Almeda J, Casabona J, Simon B, Gerard M, Rey D, Puro V, Thomas T
CEESCAT, Hospital Universitari Germans Trias i Pujol, Badalona, Spain.
Euro Surveill. 2004 Jun;9(6):35-40.
Post-exposure prophylaxis (PEP) is the standard of care for a healthcare worker (HCW) accidentally exposed to an HIV infected source person (occupational exposure), but this is not the case for non-occupational exposures. Very few national guidelines exist for the management of non-occupational exposures to HIV in Europe, contrarily to the occupational ones. The administration of non-occupational post-exposure prophylaxis (NONOPEP) for HIV may be justified by: a biological plausibility, the effectiveness of PEP in animal studies and occupational exposures in humans, efficacy in the prevention of mother to child HIV transmission, and cost effectiveness studies. These evidences, the similar risk of HIV transmission for certain non-occupational exposures to occupational ones, and the conflicting information about attitudes and practices among physicians on NONOPEP led to the proposal of these European recommendations. Participant members of the European project on HIV NONOPEP, funded by the European Commission, and acknowledged as experts in bloodborne pathogen transmission and prevention, met from December 2000 to December 2002 at three formal meetings and a two day workshop for a literature review on risk exposure assessment and the development of the European recommendations for the management of HIV NONOPEP. NONOPEP is recommended in unprotected receptive anal sex and needle or syringe exchange when the source person is known as HIV positive or from a population group with high HIV prevalence. Any combination of drugs available for HIV infected patients can be used as PEP and the simplest and least toxic regimens are to be preferred. PEP should be given within 72 hours from the time of exposure, starting as early as possible and lasting four weeks. All patients should receive medical evaluation including HIV antibody tests, drug toxicity monitoring and counseling periodically for at least 6 months after the exposure. NONOPEP seems to be a both feasible and frequent clinical practice in Europe. Recommendations for its management have been achieved by consensus, but some remain controversial, and they should be updated periodically. NONOPEP should never be considered as a primary prevention strategy and the final decision for prescription must be made on the basis of the patient-physician relationship. Finally, a surveillance system for these cases will be useful to monitor NONOPEP practices in Europe.

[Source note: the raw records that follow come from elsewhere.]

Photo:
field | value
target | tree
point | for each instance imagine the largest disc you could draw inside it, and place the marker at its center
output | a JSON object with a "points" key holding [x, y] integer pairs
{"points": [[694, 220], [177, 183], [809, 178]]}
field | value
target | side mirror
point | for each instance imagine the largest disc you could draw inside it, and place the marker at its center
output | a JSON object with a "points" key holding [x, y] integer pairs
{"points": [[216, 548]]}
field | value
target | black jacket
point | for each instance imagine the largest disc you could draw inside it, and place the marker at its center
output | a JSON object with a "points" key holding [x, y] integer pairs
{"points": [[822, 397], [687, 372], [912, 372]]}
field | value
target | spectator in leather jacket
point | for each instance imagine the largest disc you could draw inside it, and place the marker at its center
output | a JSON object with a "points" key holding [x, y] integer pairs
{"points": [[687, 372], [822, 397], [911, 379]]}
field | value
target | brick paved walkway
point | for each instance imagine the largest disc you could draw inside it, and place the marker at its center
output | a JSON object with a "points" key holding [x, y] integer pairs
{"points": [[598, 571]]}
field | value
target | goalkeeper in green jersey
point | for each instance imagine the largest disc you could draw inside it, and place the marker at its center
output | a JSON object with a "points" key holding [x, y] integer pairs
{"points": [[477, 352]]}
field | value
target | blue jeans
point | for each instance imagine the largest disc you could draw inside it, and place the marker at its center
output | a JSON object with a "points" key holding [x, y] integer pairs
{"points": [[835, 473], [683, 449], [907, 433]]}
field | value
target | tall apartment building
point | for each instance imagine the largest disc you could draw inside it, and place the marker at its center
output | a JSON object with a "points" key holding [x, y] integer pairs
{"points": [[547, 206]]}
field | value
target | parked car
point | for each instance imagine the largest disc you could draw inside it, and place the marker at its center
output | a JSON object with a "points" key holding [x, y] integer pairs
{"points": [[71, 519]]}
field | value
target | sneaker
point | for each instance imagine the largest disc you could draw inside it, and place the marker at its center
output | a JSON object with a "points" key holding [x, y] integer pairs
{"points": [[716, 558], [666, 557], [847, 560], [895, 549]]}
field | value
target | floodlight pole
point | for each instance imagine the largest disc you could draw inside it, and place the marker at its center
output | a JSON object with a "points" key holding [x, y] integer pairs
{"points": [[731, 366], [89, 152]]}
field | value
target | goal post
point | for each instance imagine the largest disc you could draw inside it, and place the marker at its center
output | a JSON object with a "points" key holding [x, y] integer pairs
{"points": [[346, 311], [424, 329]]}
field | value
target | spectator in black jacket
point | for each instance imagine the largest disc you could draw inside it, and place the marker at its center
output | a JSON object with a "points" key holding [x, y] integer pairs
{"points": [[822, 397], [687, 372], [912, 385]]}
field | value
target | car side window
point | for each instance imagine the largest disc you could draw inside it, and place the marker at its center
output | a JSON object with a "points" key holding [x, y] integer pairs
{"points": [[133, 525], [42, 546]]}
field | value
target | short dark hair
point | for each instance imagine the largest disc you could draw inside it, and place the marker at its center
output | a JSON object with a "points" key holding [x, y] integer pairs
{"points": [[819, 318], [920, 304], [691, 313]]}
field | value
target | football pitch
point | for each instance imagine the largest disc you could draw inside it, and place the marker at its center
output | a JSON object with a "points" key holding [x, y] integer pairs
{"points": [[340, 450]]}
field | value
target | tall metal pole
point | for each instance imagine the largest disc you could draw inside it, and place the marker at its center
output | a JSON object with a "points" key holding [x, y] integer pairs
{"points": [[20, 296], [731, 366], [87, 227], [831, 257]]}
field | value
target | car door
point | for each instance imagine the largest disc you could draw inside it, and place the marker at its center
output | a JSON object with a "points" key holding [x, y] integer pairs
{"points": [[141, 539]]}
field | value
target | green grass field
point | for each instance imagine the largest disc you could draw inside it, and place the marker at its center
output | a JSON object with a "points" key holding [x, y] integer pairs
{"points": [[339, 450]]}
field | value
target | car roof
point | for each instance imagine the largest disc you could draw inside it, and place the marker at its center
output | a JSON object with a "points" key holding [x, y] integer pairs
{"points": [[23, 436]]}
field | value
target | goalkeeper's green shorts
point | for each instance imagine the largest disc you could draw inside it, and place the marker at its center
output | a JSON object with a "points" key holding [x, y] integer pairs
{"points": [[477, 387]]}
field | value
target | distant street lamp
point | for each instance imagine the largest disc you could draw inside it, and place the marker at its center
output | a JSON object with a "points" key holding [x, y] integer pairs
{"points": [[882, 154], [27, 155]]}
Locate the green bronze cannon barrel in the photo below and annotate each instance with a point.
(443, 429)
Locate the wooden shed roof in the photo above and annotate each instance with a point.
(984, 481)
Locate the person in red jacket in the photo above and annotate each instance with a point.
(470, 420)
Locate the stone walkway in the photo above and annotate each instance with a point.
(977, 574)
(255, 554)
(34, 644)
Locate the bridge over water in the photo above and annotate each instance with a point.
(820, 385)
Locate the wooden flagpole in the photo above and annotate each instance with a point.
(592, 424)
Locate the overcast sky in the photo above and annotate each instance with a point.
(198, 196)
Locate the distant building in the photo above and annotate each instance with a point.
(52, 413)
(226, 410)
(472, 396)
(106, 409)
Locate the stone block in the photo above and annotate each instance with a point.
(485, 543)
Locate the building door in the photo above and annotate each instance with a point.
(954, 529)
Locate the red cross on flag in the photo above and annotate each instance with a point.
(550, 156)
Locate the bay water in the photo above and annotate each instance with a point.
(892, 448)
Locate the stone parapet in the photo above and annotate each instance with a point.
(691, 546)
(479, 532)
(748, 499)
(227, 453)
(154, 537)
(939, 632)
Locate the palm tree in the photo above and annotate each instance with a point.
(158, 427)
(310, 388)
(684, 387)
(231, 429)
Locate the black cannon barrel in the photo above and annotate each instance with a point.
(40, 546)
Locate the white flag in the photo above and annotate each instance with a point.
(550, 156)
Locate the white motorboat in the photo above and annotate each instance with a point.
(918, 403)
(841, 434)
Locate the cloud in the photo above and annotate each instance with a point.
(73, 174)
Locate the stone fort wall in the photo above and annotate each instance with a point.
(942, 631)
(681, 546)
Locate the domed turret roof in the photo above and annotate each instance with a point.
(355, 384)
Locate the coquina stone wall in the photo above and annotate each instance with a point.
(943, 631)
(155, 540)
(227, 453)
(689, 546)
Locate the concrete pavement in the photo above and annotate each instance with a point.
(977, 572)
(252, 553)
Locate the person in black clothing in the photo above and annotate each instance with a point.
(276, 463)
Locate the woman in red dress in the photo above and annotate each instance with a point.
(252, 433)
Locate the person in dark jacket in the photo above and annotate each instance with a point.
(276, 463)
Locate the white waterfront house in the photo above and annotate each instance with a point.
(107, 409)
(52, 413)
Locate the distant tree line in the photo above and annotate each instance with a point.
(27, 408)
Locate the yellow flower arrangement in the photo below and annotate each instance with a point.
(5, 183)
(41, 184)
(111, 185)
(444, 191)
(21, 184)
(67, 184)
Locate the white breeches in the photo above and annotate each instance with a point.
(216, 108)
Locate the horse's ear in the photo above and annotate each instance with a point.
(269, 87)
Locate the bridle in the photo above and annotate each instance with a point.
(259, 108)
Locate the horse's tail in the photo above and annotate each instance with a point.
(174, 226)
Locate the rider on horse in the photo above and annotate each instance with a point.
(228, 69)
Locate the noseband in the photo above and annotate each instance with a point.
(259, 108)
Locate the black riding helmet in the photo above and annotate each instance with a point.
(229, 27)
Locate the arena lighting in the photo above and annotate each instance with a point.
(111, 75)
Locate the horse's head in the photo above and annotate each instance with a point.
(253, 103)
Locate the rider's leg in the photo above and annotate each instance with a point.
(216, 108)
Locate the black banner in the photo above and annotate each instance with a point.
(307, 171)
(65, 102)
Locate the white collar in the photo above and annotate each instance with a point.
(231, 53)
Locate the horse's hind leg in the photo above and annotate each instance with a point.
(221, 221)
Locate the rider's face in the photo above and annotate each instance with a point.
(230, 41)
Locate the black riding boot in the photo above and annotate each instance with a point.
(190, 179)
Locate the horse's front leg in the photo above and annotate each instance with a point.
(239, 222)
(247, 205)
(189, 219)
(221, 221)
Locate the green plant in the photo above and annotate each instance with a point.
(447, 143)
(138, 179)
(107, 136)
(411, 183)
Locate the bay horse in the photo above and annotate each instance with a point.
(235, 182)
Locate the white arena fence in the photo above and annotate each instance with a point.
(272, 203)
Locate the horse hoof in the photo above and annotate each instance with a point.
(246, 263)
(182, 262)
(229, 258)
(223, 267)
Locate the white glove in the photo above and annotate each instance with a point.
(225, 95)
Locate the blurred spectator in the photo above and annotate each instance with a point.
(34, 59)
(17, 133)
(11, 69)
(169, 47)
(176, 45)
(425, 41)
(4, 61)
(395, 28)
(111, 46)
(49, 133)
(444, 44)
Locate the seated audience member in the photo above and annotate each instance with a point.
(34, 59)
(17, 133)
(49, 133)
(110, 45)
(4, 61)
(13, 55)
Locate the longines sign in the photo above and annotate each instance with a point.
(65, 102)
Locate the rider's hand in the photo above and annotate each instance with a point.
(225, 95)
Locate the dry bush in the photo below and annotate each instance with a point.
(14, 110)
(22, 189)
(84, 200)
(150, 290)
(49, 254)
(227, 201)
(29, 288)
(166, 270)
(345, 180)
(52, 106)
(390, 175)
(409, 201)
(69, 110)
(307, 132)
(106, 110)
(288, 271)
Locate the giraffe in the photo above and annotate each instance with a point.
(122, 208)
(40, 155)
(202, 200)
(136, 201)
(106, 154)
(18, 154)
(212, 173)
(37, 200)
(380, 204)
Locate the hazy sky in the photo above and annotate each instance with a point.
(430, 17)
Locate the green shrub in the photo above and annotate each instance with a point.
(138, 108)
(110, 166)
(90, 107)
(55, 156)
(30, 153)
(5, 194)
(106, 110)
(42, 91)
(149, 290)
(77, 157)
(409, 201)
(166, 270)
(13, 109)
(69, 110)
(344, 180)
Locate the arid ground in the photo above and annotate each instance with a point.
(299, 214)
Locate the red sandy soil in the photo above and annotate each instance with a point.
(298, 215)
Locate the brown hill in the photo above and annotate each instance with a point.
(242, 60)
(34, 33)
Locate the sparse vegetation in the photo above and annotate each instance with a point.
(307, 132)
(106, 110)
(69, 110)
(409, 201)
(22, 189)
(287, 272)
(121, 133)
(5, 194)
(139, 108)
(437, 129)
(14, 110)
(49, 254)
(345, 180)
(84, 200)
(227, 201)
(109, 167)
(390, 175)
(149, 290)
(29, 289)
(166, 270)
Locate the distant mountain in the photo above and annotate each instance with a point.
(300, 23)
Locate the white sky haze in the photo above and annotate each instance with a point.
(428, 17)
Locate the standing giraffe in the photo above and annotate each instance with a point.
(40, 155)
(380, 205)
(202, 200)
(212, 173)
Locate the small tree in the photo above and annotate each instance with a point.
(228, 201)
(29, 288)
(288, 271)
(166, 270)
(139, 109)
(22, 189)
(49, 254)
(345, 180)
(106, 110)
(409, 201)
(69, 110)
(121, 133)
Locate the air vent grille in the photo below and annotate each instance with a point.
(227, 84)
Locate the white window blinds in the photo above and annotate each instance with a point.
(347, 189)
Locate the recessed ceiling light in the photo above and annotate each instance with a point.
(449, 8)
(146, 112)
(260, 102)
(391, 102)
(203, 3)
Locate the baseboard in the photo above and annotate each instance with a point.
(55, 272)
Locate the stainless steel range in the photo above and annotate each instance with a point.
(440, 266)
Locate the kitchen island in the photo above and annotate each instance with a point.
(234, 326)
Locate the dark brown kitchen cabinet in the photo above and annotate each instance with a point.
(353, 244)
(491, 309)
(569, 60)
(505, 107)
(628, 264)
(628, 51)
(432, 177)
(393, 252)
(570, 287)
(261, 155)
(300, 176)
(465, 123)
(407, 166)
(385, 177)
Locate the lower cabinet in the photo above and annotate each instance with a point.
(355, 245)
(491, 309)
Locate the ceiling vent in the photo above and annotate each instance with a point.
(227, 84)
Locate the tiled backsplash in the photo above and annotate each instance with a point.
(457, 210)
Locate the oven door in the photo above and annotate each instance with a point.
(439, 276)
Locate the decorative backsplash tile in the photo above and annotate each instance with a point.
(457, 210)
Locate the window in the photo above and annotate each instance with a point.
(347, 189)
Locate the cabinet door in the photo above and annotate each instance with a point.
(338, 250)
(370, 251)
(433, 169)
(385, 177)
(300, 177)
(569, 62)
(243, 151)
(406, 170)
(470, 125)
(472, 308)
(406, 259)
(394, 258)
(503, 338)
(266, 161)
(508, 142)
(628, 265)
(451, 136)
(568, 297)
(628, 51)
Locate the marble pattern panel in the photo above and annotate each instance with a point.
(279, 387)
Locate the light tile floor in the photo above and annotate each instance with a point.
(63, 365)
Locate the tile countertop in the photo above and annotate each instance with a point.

暴露后预防(PEP)是医护人员(HCW)意外暴露于HIV感染源个体(职业暴露)后的标准治疗方法,但非职业暴露并非如此。与职业暴露的指南相反,欧洲针对非职业性HIV暴露管理的国家指南非常少。对HIV进行非职业性暴露后预防(NONOPEP)的实施依据可能包括:生物学合理性、PEP在动物研究及人类职业暴露中的有效性、预防母婴HIV传播的功效以及成本效益研究。这些证据、某些非职业暴露与职业暴露相似的HIV传播风险,以及医生之间关于NONOPEP的态度和做法的相互矛盾的信息,促成了这些欧洲建议的提出。由欧盟委员会资助的欧洲HIV NONOPEP项目的参与成员,他们被公认为血源性病原体传播与预防方面的专家,在2000年12月至2002年12月期间参加了三次正式会议和一个为期两天的研讨会,对风险暴露评估进行文献综述,并制定欧洲HIV NONOPEP管理建议。当已知源个体为HIV阳性或来自HIV高流行人群时,建议在无保护的接受性肛交以及针头或注射器交换情况下进行NONOPEP。可用于HIV感染患者的任何药物组合都可作为PEP使用,应首选最简单且毒性最小的方案。PEP应在暴露后72小时内给予,尽早开始并持续四周。所有患者在暴露后至少6个月应定期接受包括HIV抗体检测、药物毒性监测和咨询在内的医学评估。NONOPEP在欧洲似乎是一种可行且常见的临床实践。其管理建议已通过共识达成,但有些仍存在争议,应定期更新。NONOPEP绝不应被视为主要预防策略,最终的处方决定必须基于医患关系做出。最后,针对这些病例的监测系统将有助于监测欧洲的NONOPEP实践情况。